Don’t jam optimization pressure at a problem first and think second.

We still have to solve the alignment problem.

A lot of this post was written at MAIA. Thanks MAIA!

  1. ^

    A practical picture of “what control looks like” is necessary because the notion of “control in general” gets very fuzzy when dealing with an intelligent AI that predicts your reactions as it makes plans.

  2. ^

    There’s a heavy overlap with the Eliciting Latent Knowledge research program here. It might be possible to “solve deception” so broadly that you also let humans give good feedback about the generalization behavior of AIs, which basically requires tackling the whole alignment problem under the banner of “deception.”

  3. ^

    Still bad. Midas starved because his food turned to gold, after all (in some versions).

  4. ^

    Asking a really big language model what “goodness” is doesn’t really sidestep the problem—it won’t work if it’s just predicting human text because humans in the dataset tend to write nonsense, nor will it work if it’s just predicting human-approved text. It might work if you had some cleverer-than-SOTA way to leverage data about humans to elicit abstractions from the model.

    I may be too harsh when I say “humans in the dataset tend to write nonsense”—plausibly you can get human-level good behavior with near-future training and prompting, and human level is enough to do quite a lot.

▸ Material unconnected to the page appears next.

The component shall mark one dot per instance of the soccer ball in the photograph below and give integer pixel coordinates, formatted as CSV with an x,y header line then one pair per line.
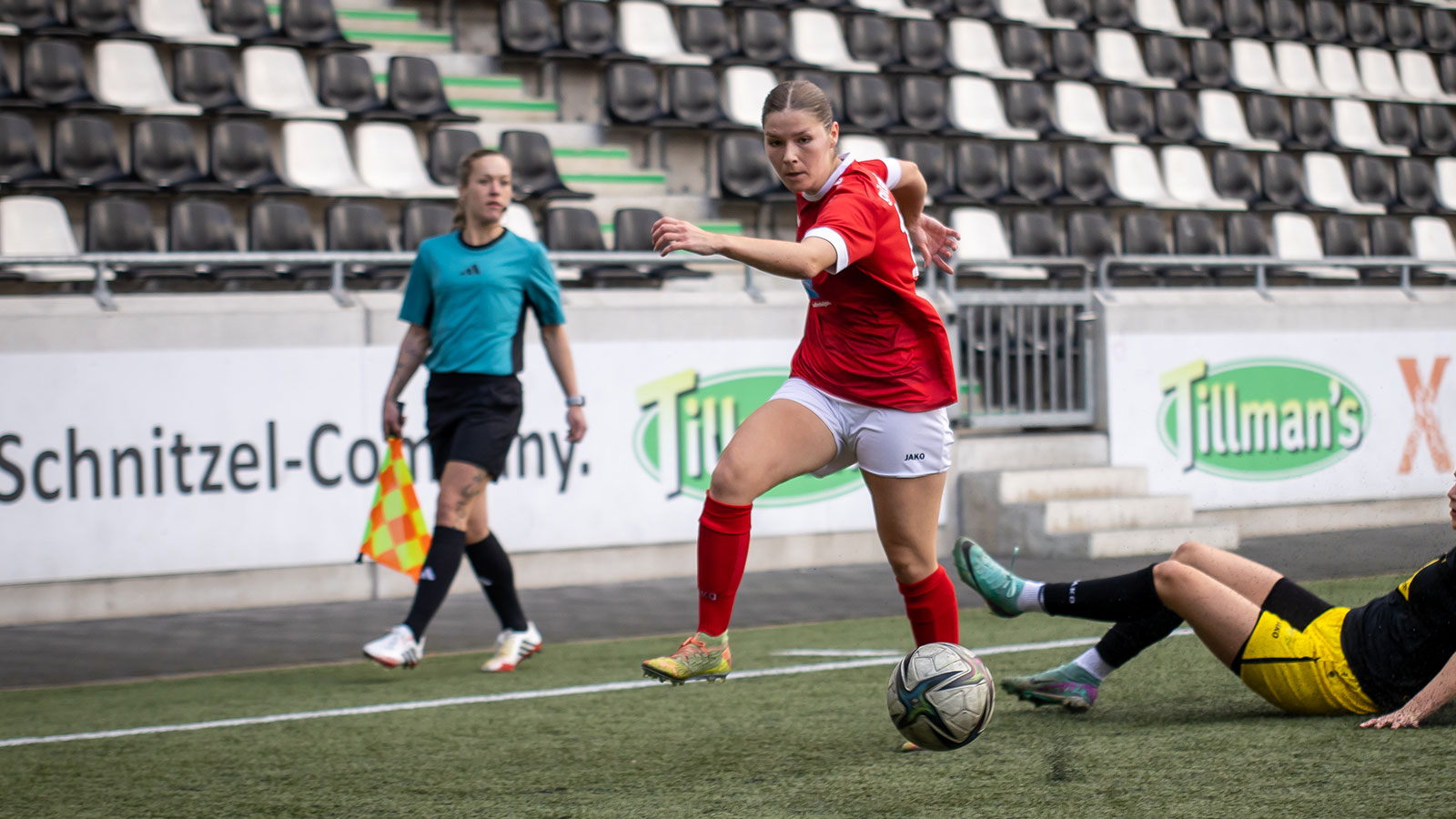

But I’m mostly focusing here on superintelligent AI, which will need to safely generalize beyond human-level good behavior.

  5. ^

    Real life isn’t either/​or; the degree of information leakage about the evaluation procedure into the optimization process can lie on a spectrum, ranging from “we trained directly on the evaluation procedure” to “what kind of evaluations we would do was implicit in the training data in a way that influenced the generalization behavior.” We likely have to accept some degree of the latter.

  6. ^

    Why yes, this is a lot like Stuart Armstrong’s Siren Worlds.

  7. ^

    I guess technically that would be a way to solve deception and still fail.